This is a big lesson for countries like Ethiopia, which has a history of administration as well as commercial relations across the globe. Valuing its resources and exploiting the potential that they carry for the national pride as well as prosperity is what can be learnt from this museum. The value it is given for every item in the museum including a pearl decorated mat and various tubes used in the early stages of the discovery of gas in Qatar displayed in the National Museum of Qatar makes one wonder what and how thrones as well as a palaces of leaders from early African civilizations could help support the development efforts. Africans visiting such countries should bring the lesson that, it takes a vision to build and cement a nation on the sand dunes, not money.
Apart from this, tourism attractions like the Sand Dunes, the beaches and the safari drive within the sand dunes are being marketed to attract many tourists to the country so that this can contribute to the country in multiple sides including economic, social and diplomatic fields.

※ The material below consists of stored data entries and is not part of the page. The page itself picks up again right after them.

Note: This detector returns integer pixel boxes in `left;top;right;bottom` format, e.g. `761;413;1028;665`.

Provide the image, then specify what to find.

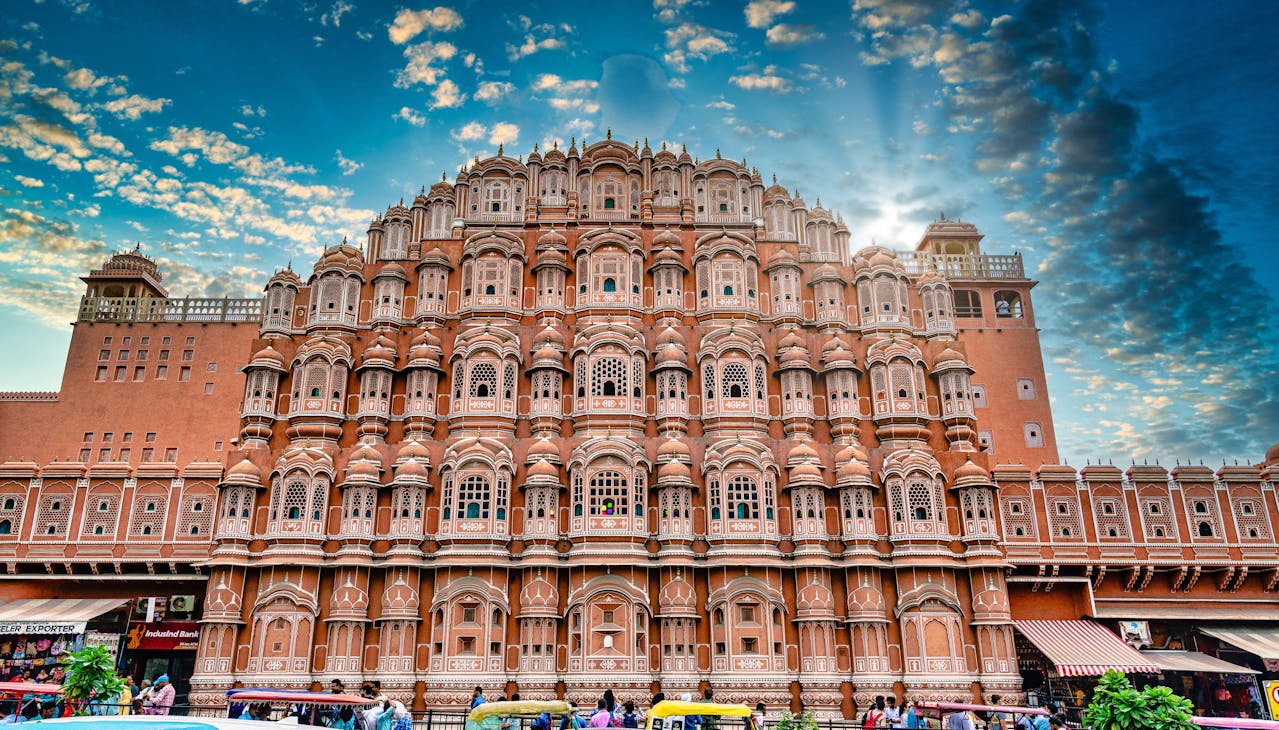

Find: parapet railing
77;296;264;323
897;252;1026;280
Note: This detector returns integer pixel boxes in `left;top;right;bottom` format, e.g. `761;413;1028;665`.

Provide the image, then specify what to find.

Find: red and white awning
0;597;127;634
1014;619;1159;677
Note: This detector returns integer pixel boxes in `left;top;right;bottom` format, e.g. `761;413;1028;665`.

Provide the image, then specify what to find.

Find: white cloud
320;1;354;27
388;6;463;44
429;78;464;109
744;0;795;29
664;23;733;74
102;94;171;120
474;80;514;103
451;121;486;141
239;104;266;117
14;175;44;188
488;122;519;146
706;99;735;110
63;67;115;94
394;41;458;88
652;0;694;24
393;107;427;126
335;149;362;175
503;21;575;61
531;74;600;113
766;23;824;45
729;67;793;93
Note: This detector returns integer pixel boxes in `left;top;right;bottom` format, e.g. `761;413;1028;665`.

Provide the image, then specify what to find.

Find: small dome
397;439;430;462
779;348;810;367
936;347;965;363
789;463;823;481
824;345;855;365
657;343;686;366
789;440;819;463
868;252;896;268
347;459;380;481
394;458;428;479
656;325;685;348
652;247;684;266
813;263;841;281
1266;441;1279;465
527;459;559;479
658;576;697;612
226;457;261;482
520;574;560;614
533;343;564;366
953;459;991;488
797;581;835;613
249;344;287;368
658;437;691;460
653;228;682;248
526;437;560;463
537;229;567;246
658;460;692;481
267;268;302;288
778;329;805;350
838;459;871;479
374;262;407;280
534;324;565;349
351;442;381;463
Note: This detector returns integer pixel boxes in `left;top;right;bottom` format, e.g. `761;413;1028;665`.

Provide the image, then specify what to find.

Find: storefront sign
0;622;85;635
83;632;121;662
1265;680;1279;720
125;622;199;651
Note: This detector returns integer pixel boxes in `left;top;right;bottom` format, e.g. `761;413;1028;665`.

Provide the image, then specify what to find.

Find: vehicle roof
647;701;751;719
0;681;63;694
228;690;375;705
917;702;1048;716
468;701;573;721
37;718;271;730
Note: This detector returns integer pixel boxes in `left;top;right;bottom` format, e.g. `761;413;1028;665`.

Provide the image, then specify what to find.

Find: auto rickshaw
644;700;752;730
226;689;377;724
467;700;575;730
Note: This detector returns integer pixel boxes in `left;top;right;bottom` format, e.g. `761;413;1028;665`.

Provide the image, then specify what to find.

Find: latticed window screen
721;362;750;399
35;494;71;536
130;494;167;537
1186;495;1223;539
1001;497;1036;539
1140;498;1175;539
591;357;628;397
632;359;644;398
82;495;120;537
714;259;743;295
476;257;506;295
0;494;24;536
469;362;498;398
874;279;896;313
279;481;308;521
702;364;716;399
496;474;509;521
1048;497;1082;538
503;363;516;400
1093;497;1130;539
1234;498;1272;540
890;363;915;402
458;475;491;519
726;475;759;519
394;487;425;521
907;480;934;522
177;494;215;537
754;364;766;401
588;471;630;516
592;253;626;294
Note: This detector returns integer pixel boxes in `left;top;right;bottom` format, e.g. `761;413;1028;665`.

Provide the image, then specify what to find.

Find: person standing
883;697;902;729
749;703;766;730
589;701;614;728
148;676;175;716
901;701;919;730
471;687;486;709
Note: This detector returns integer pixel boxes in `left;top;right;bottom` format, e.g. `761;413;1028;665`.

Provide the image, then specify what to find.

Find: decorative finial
606;128;612;140
644;136;649;146
497;143;504;156
715;147;721;159
662;141;667;151
518;154;523;163
570;136;575;148
134;241;141;251
420;185;425;195
940;210;945;221
342;235;348;245
681;143;687;153
634;139;639;152
772;173;777;185
816;197;821;207
442;170;447;181
533;143;539;153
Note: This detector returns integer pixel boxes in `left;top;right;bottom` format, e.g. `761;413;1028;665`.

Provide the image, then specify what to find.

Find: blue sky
0;0;1275;463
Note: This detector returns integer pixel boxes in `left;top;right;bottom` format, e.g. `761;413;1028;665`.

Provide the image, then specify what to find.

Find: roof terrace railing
77;296;264;323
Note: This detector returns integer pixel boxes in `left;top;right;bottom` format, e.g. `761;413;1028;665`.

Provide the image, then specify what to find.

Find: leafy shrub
1082;670;1195;730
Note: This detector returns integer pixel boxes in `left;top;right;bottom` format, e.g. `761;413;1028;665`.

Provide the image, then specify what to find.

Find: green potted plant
60;645;126;716
774;710;818;730
1083;670;1196;730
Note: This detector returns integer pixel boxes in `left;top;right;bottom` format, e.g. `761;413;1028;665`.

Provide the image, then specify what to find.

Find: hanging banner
0;621;85;634
125;622;199;651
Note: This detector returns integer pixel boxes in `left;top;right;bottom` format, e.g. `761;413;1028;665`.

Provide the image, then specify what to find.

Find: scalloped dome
779;348;810;366
520;574;560;613
778;329;806;350
395;458;428;479
226;457;261;481
375;262;407;280
789;440;819;463
653;228;682;248
838;459;872;479
249;344;286;367
397;439;430;461
790;463;823;481
526;437;560;463
658;437;691;460
658;576;697;611
813;263;841;280
797;581;835;612
527;459;559;479
936;347;965;363
1266;441;1279;465
954;459;990;482
656;325;685;347
657;343;686;366
658;460;692;481
868;252;896;268
537;229;567;246
347;459;380;480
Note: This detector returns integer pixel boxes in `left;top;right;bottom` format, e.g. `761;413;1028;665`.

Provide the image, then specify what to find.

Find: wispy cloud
744;0;794;29
387;6;463;45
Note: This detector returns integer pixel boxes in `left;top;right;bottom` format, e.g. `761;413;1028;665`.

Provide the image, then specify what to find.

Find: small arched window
0;520;11;535
1198;521;1214;537
603;278;617;293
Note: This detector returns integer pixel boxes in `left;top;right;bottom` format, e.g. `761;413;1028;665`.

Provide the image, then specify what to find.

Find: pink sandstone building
2;138;1278;717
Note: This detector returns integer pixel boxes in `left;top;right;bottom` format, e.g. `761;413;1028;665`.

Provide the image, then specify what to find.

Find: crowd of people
854;695;1071;729
0;670;175;720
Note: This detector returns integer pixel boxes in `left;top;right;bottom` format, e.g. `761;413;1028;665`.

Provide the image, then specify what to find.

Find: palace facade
2;137;1277;716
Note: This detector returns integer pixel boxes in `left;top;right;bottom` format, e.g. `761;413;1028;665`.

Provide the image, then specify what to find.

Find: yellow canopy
647;701;752;720
468;701;574;722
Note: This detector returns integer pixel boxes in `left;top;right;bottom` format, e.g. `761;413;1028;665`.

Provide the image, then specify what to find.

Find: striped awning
1201;626;1279;661
1014;620;1159;677
0;597;128;634
1141;650;1258;675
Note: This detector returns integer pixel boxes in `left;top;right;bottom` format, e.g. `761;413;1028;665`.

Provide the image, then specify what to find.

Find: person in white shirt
882;697;902;729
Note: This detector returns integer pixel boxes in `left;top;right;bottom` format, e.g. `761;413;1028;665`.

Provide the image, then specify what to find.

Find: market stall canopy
1200;626;1279;661
1141;650;1259;675
0;682;63;695
0;598;127;635
1191;718;1279;729
1013;619;1159;677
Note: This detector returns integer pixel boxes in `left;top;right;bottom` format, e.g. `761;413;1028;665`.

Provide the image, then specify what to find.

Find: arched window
588;470;629;516
469;362;497;399
721;362;749;399
726;475;759;520
0;520;10;535
458;475;491;520
1198;521;1213;537
591;357;628;398
603;278;617;293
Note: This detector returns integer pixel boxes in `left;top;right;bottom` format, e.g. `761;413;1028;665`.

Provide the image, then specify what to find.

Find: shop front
1139;649;1262;719
1013;619;1160;721
121;621;200;709
0;598;129;683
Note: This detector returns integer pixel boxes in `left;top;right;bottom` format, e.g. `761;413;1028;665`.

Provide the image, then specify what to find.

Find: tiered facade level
2;138;1278;716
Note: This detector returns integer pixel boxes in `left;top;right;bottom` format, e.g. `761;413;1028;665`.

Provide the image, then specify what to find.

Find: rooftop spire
497;143;504;156
606;127;612;140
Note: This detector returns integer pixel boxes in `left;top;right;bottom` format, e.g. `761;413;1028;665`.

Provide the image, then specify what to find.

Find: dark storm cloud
850;0;1279;458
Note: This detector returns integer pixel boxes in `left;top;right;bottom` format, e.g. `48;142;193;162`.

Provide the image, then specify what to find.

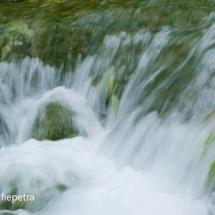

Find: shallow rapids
1;3;215;215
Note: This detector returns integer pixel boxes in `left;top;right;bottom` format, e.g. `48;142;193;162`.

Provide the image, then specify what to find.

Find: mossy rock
0;20;34;61
31;102;77;141
0;184;26;211
0;1;210;68
0;176;68;211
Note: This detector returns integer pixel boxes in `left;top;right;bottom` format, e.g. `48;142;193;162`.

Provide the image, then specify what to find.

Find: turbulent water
1;0;215;215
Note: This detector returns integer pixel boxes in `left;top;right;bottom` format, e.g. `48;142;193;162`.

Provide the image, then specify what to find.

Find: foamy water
1;17;215;215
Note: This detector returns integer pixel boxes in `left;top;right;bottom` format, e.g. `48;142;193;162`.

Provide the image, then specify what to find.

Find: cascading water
1;0;215;214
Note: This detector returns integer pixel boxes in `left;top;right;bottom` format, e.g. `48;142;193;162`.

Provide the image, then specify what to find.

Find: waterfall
0;1;215;215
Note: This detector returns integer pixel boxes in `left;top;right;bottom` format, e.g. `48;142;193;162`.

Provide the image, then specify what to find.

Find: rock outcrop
31;102;77;141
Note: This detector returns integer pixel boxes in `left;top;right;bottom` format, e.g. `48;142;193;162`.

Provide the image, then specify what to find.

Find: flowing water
0;0;215;214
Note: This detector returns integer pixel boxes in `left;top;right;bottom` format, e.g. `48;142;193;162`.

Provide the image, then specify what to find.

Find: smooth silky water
0;0;215;214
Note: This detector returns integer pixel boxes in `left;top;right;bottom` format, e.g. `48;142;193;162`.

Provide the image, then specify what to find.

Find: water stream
0;1;215;214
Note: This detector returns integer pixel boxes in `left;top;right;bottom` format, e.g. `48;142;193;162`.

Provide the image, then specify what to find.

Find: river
0;0;215;214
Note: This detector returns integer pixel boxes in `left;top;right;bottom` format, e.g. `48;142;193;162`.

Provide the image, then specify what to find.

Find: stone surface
31;102;77;141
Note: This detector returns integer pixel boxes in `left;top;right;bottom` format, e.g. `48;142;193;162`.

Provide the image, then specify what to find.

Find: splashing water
1;5;215;215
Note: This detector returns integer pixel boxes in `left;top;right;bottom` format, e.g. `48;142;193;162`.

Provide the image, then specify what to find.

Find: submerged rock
0;20;34;60
0;1;210;67
0;114;9;138
31;102;77;141
0;176;68;211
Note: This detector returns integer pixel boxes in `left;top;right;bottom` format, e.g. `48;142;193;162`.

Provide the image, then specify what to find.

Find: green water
0;0;211;66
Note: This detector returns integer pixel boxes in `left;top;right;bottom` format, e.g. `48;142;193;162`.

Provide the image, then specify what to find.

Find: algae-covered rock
95;66;120;114
0;176;68;211
0;20;34;60
0;0;210;68
31;102;77;141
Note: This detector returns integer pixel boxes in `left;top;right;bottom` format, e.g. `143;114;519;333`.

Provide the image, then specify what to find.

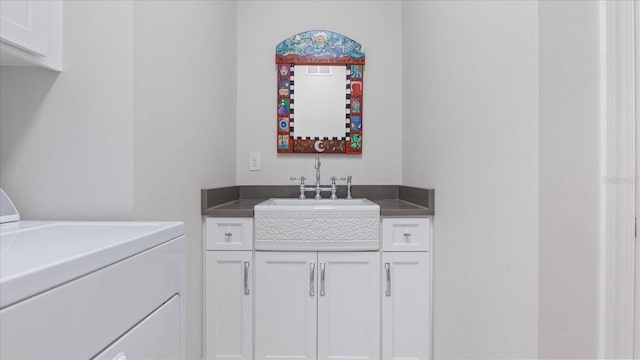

Qatar has enough money and “they could buy anything they want”, to use the words of one of the first four women members of the Shura Council of Qatar, Hend bint Abd Al Rahman Al Muftah (PhD), but they are working to attract more investment to the country by building free zones. This is aimed at sustaining the country’s economy and the expectation from the whole engagement in the development of infrastructures as well as attraction of investors is geared towards improving the country’s GDP.